With its 24-hour casino gambling, legalized prostitution and drive-through wedding chapels, Nevada seems anything but conventional. When it comes to voting in presidential elections, it's as mainstream as it gets.
Nevada hasn't made much of a difference in selecting the nominee for president or on national politics in general. State officials are hoping that Saturday's Republican caucuses change that.
Despite its renegade image, some analysts think Nevada is more representative of the U.S. than other early voting states because of its diverse population. While two-thirds of its population is white, 26.5 percent is Hispanic, 8.1 percent is black and 7.2 percent is Asian. The state does have a large Mormon population, which is expected to help Mitt Romney, a member of the church.
Faced with poor turnout and high costs for its presidential primary in 1996, Nevada moved to a caucus system with voting in March. Candidates began paying more attention in 2000 after the state became a battleground and a major source of campaign contributions, particularly from Las Vegas casino moguls such as Steve Wynn and Sheldon Adelson.
Still, caucus attendance remained sparse until 2008. Senate Majority Leader Harry Reid persuaded his fellow Nevada Democrats to move the voting to January that year. Reid wanted to make candidates pay greater attention to issues facing his home state and the West as part of a larger Democratic strategy to capture swing states.
The race between Barack Obama and Hillary Rodham Clinton drew a record turnout of 116,000 Democrats. While Clinton won the caucuses 51 to 45 percent, Obama ended up with 14 national delegates to Clinton's 11.

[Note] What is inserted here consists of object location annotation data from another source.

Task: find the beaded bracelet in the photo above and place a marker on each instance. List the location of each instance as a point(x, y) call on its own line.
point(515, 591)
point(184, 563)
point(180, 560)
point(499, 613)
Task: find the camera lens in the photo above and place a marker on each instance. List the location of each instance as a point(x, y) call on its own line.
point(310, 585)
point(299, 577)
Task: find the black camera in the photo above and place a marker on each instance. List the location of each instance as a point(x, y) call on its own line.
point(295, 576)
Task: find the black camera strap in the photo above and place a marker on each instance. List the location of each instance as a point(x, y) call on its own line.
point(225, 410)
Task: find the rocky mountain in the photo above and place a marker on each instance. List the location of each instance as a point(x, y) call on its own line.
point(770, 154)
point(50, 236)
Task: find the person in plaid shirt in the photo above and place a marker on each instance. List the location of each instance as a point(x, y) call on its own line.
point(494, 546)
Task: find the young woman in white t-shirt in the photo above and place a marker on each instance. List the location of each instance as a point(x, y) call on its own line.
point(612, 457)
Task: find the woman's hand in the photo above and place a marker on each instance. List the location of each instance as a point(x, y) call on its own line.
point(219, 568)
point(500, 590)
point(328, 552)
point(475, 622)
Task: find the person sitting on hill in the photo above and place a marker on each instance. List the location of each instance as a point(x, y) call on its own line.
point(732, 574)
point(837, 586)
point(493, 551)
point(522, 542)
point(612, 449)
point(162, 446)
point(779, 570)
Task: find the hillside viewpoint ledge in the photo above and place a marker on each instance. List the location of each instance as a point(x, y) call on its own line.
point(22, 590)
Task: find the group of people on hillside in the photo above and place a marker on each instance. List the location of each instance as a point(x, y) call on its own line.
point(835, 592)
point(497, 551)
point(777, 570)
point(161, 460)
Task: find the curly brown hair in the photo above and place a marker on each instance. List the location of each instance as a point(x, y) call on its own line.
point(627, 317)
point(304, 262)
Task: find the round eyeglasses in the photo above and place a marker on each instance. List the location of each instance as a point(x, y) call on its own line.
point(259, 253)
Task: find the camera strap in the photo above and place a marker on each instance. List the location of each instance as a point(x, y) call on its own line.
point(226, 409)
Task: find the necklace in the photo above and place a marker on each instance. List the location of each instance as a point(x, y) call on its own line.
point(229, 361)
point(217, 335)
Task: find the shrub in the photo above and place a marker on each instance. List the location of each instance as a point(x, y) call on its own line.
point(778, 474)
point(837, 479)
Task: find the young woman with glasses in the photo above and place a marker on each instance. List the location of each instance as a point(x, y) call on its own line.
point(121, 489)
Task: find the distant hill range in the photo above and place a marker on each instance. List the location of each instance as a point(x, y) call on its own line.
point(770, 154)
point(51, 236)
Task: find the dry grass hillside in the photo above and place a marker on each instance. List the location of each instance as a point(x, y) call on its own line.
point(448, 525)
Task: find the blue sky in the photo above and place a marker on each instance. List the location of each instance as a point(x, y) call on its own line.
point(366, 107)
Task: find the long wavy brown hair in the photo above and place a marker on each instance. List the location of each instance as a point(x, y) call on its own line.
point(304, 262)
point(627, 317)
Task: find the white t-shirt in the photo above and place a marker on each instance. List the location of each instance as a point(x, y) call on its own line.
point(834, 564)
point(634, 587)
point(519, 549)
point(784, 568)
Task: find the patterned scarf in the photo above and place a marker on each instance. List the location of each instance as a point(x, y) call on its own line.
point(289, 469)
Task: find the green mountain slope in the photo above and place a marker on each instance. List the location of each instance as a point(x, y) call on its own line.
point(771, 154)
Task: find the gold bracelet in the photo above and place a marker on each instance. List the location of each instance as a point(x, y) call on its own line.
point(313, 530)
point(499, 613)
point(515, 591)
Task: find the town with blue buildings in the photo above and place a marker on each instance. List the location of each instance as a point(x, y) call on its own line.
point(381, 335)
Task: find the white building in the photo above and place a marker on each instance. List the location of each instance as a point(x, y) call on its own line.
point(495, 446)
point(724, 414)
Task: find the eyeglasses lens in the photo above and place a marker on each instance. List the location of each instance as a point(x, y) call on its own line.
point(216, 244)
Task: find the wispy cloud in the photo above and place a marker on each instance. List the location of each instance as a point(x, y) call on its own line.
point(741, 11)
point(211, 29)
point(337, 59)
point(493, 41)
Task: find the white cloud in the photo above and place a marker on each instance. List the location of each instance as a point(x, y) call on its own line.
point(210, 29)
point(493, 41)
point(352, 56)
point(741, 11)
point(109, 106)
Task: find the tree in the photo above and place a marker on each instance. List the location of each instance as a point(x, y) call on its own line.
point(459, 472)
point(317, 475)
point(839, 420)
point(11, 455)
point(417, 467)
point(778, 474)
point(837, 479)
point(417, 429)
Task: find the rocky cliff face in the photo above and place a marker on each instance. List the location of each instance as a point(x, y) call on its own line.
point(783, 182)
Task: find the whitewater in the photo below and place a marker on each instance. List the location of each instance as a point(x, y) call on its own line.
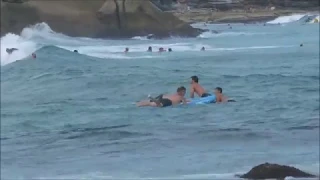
point(67, 115)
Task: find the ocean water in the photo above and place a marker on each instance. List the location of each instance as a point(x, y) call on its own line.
point(69, 115)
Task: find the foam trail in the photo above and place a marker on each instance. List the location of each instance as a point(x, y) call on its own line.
point(25, 48)
point(227, 34)
point(287, 19)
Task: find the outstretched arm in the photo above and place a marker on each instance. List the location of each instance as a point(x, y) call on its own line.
point(184, 101)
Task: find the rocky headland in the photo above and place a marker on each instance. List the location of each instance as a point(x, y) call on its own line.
point(127, 18)
point(94, 18)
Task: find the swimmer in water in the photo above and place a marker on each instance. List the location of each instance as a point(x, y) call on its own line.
point(220, 97)
point(33, 55)
point(195, 87)
point(10, 50)
point(162, 49)
point(166, 100)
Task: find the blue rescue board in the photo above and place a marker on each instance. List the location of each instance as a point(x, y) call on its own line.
point(204, 100)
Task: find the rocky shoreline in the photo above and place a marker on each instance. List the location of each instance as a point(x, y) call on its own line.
point(237, 16)
point(118, 19)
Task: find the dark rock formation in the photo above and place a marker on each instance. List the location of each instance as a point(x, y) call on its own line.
point(94, 18)
point(274, 171)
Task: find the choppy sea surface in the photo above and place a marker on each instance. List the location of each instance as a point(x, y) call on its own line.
point(72, 115)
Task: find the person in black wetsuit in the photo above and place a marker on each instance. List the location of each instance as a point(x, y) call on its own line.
point(166, 100)
point(195, 87)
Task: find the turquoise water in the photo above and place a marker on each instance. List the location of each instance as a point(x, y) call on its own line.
point(69, 115)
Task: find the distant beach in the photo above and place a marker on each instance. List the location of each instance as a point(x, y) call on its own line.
point(237, 15)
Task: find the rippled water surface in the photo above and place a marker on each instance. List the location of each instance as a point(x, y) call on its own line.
point(69, 115)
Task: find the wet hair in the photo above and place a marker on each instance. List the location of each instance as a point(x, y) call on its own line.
point(219, 89)
point(181, 88)
point(195, 78)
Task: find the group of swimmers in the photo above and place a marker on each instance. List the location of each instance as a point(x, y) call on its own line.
point(161, 49)
point(179, 97)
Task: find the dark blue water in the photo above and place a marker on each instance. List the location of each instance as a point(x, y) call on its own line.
point(68, 115)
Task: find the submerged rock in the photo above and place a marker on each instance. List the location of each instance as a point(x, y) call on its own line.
point(274, 171)
point(94, 18)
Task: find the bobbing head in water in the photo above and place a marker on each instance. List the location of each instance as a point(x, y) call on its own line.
point(181, 91)
point(10, 50)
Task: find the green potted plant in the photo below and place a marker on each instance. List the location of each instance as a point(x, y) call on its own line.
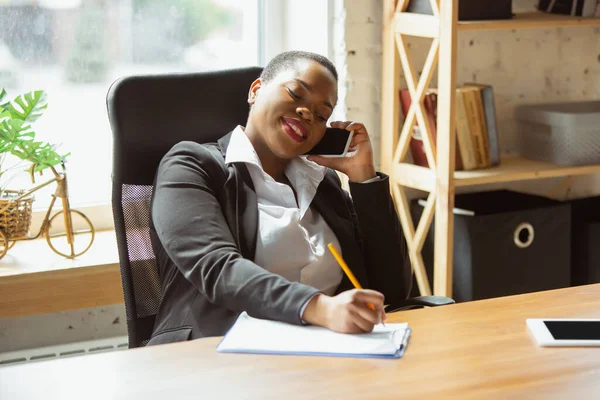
point(17, 138)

Nevada Republicans also set an earlier caucus date for its candidates that year. But few candidates competed, including eventual nominee John McCain, and Romney easily won. Only about 44,000 Republicans turned out to caucus.
This year, Romney, Newt Gingrich, Ron Paul and Rick Santorum have campaigned around the state in what is the first nomination contest in the West and the fifth in the nation.
Another lure for presidential candidates: With 2.7 million residents, the fruit of a population explosion over recent decades, Nevada now has six electoral votes, up from three in 1980. They could become valuable in a close election in November.
While Democrats hold a 95,000-voter edge over Republicans in registration, analysts say Nevada voters' relative lack of partisanship makes them open to candidates from both parties. The state's large number of independent voters decides many elections.
Nevada has the best record of any state since 1912 for siding with winners, voting for the victor in 24 of the past 25 presidential elections. The lone exception was when Republican Gerald Ford won Nevada over Democrat Jimmy Carter in 1976.
Saturday's caucuses face a potential snag that could dash its hopes of making a mark on the race. Although voting takes place in most areas through midafternoon, a special late-evening caucus set up for Jewish voters means complete results won't be released until after 10 p.m. EST. The lag has raised concerns about the validity of the count.